Hin- und Rückreise erinnerten mich fast schon ein wenig wehmütig an Klassenfahrten in der guten, alten Schulzeit. Da es dem DFB wohl egal ist, wie und ob Fußballfans zu den Spielen ihres Vereins mit dem ÖPNV anreisen können, wurde das Spiel kurzerhand auf einem Sonntag um 17:30 Uhr terminiert. Und da ich mir meinen Dienstwagen nicht von Lotter Bauer klauen lassen wollte und der Blick in die Reiseauskunft der Bahn offenbarte, dass Lotte tatsächlich am Ar*** der Welt bzw. am Rand von Nordrhein-Westfalen liegt, kam für mich erstmalig nur der VfL-Fanbus in Frage. Immerhin war es lustig, der Kutscher hatte genug Bier an Bord und nebenbei habe ich noch nette Leute kennengelernt.

Sportfreunde Lotte - VfL Bochum 1848 0:1

Sportfreunde Lotte - VfL Bochum 1848 0:1

Aus dem nach der durchaus passablen Vorbereitung des VfL erhofften berauschenden Fußballfest zum Saisoneinstieg wurde allerdings nichts. Nahtlos knüpfte der VfL an die „Leistungen“ der zurückliegenden Saison an und quälte sich zu einem 1:0-Pflichtsieg gegen wacker kämpfende Lotter Sportfreunde. Positiv betrachtet könnte das Fazit lauten: Aufgabe erfüllt, zum sechsten Mal in Folge die erste Pokalrunde überstanden, Mund abputzen, weiter machen.

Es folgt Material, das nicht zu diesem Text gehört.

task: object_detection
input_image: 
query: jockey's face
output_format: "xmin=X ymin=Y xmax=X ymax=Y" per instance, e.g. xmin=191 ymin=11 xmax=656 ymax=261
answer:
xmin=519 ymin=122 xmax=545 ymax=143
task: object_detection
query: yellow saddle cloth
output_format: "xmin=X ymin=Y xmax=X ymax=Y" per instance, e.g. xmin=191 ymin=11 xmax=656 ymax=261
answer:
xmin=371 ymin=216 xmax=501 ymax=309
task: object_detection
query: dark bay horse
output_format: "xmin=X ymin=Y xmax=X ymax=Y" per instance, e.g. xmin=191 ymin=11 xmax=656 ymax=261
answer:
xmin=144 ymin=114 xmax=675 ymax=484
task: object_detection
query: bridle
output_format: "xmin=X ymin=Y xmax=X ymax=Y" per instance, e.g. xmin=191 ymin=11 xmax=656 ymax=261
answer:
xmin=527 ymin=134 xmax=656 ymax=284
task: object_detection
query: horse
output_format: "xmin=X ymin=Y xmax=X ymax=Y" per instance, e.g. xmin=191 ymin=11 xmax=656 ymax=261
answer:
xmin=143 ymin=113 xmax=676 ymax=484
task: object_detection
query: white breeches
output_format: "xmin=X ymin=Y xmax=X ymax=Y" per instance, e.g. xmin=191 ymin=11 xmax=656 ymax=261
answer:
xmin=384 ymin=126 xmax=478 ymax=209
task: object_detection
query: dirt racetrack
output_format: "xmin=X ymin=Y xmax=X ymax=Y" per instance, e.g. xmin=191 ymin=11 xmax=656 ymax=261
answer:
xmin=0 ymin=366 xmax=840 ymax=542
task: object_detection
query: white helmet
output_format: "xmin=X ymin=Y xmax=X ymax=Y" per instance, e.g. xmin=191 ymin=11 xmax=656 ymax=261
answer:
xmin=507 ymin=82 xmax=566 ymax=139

Rein ergebnisorientiert ist also alles im Lot. Sportlich betrachtet hinterlässt der gestrige Auftritt des VfL gegen eine Mannschaft, die im Liga-Alltag gegen die VfL-Amateure kickt, dann aber doch einige Sorgenfalten auf meiner Stirn. Gegen den gut gestaffelten Viertligisten fielen den blau-weißen Halbgöttern wenig spielerische Mittel ein, um die Angriffsbemühungen mit einem erfolgreichen Torabschluss zu krönen. Joel Epallé war als 10er völlig überfordert, Mimoun Azaouagh lief zwar übers Feld, nahm aber am Spielgeschehen nur äußerst selten teil. Zwar politisch korrekt, aber fußballerisch fatal, fand das Spiel des VfL über Links- und Rechtsaußen überhaupt nicht statt. Stattdessen griff das neue taktische Element Marcel Kollers, dass bei jedem Angriff Bochums neue Nummer 1 Philipp Heerwagen mindest mit einem Ballkontakt einbezogen werden muss und der Ball nach vielen weiteren Zwischenstationen in der eigenen Hälfte dann mehr oder minder planlos im Sinne des traditionellen Kick-and-Rush in die umkämpfte Mitte gepöhlt wird. Ergebnis dieses planlosen Spiels war das ebenso planlose 1:0 durch Diego Klimowicz, der mit Hilfe von Kopf, Schulter, des Gegners Rücken und des Innenpfostens in der 50. Spielminute den Ball irgendwie im Lotter Gehäuse unterbrachte.

Sieben Tage vor dem Bundesliga-Auftakt im heimischen Ruhrstadion gegen Mönchengladbach haben Kollers Schützlinge zwar nicht zu überzeugen gewusst, konnten aber auch meine Vorfreude auf die neue Saison nicht mindern. Es bleibt allerdings zu hoffen, dass die restlichen Trainingstage intensiv genutzt werden.